Medicine errors will get you challenged but rarely dismissed unless its a number of consecutive errors, or a catastrophic error.

Highlighting poor practice again unlikely to get you dismissed and in fact actively encouraged.

Hi there,

I've read through this forum and tried to find the answer to my questions elsewhere, so apologies if I've missed the mark but this does seem like the best place to voice my concerns, and I'd really appreciate any help. Coffee Nurse, babyRN, and Silverdragon in particular, if you read this I would appreciate your advice.

I'm 28 and JUST starting my nursing prerequisites; I will be a second-degree student, as I already have a BA in English. I was already leaning towards getting my BSN and working for awhile before ultimately acquiring my NP degree, but then I discovered that travel nursing existed, and I nearly imploded from excitement. But now I am doing quite a bit of research that's making it seem like working for a travel company like Continental Travel Nurse in the UK would be difficult, if not outright impossible. I want to make clear that (at least at this moment) I am NOT interested in immigrating to the UK; I merely wish to work there as a travel nurse for a period of time, likely through CTN, if possible.

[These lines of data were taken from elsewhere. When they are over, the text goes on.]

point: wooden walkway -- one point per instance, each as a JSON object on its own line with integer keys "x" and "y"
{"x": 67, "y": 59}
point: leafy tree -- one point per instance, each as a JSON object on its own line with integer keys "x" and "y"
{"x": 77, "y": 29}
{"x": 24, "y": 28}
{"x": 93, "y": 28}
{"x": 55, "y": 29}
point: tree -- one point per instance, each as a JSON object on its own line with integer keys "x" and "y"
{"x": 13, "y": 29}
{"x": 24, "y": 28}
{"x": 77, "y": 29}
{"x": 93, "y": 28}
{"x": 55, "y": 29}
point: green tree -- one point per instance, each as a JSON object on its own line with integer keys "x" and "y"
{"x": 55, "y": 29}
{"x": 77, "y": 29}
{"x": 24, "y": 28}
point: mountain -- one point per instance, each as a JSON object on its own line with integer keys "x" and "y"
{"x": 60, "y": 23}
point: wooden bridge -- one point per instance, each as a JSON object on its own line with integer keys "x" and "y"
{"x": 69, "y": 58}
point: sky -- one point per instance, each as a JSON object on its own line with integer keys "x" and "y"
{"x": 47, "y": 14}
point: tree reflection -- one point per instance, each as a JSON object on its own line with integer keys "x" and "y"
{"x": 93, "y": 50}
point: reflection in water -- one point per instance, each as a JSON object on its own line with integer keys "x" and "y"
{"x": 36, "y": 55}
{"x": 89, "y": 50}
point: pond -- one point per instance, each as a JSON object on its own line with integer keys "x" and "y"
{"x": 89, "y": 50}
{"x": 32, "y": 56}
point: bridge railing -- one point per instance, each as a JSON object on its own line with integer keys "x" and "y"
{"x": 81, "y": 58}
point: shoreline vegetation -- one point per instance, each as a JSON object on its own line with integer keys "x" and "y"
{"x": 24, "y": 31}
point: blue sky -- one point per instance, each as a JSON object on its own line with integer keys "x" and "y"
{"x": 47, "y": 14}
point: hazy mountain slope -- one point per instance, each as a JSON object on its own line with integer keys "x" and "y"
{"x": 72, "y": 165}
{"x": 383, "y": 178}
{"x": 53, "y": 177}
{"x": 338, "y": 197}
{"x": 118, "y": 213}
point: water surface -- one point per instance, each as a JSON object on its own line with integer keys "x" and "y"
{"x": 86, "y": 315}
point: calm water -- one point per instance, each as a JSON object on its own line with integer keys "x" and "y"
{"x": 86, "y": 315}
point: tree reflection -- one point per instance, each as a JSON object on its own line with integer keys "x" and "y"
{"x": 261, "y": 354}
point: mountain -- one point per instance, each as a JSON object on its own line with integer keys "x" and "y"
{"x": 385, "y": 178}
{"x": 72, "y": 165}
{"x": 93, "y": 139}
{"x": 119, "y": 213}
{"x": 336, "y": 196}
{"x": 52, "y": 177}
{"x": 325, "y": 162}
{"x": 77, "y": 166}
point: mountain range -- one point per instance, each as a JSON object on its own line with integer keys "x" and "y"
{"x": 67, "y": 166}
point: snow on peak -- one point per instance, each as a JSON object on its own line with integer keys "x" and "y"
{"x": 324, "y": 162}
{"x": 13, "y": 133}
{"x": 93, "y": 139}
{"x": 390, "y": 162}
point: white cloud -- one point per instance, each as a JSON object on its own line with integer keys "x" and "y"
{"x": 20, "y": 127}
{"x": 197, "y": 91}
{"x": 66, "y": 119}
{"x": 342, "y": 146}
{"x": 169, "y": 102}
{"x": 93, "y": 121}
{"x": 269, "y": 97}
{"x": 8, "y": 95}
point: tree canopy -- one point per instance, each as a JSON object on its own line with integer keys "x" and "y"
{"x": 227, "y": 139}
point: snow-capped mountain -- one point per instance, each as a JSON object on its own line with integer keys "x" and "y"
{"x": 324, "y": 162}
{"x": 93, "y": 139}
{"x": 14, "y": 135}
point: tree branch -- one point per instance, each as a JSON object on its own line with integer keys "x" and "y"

I am in particular concerned about the strict hour requirements---I read through this thread and elsewhere, and have been told verbally by a lady with Continental Travel Nurse that the NMC accepts nurses with BSN's from the US, most of which do not have the same clinical hours in their training as EU training does, but now I am seeing that accelerated BSN's are not accepted? This seems bizarre, as the accelerated BSN program I was looking at actually has MORE clinical hours required of their students than the traditional BSN, clocking in at 728 clinical hours in one 12-month cycle. I am now more confused than ever about what to do if I hope to one day work as a travel nurse in the UK and still fulfill my dream of working in the healthcare field.

My options are these:

-Take 3 years (1 year prereqs, 2 years program) to get my RN, then work as an RN while I take online courses through the public university/hospital system here to acquire my BSN. Total time: 5ish years.

-Take 4 years (2 years of prereqs/wait cycle to apply, 2 years actually enrolled at 4-year institution) to get my BSN in the "traditional" method. Would require one additional year of working as an RN before I could apply. Total: 5 years.

-Take 2.5 years (1.5 years of prereqs, 1 12-month intensive cycle) to get my BSN through an accelerated program. Work as an RN for 1-1.5 years before I apply to work. Total time: 3.5-4 years. The prereqs are actually MORE rigorous to get into this program than a regular BSN. The school that offers this is highly respected and considered "the nursing school" in this state (described thus by an advisor I spoke to at another institution).

Could anyone point me in the right direction, or at least tell me where else I might look that would clarify this? I am sorry for such a lengthy post but I just want to make sure I get set on the right course now, and don't wind up closing a door before I even realize what I've done.

thanks very much for reading all that! xo

Specializes in NICU.

I would call up the NMC and ask to speak to a decision officer (first line phone people are not much help as they are reading off a piece of paper)...from what others have posted, no, you can't do an accelerated degree. Why? Who knows? After all, we have to take the IELTS even though we grew up speaking the English language. Every country has its own idiosyncrasies...it's already a stretch for the NMC to allow US nurses to get a license because we all have less than half of the clinical hours that the UK nurses have (the difference being that they generally don't need much orientation, according to my professor at my overseas nursing class whereas US new grads usually get at least 8-12 weeks).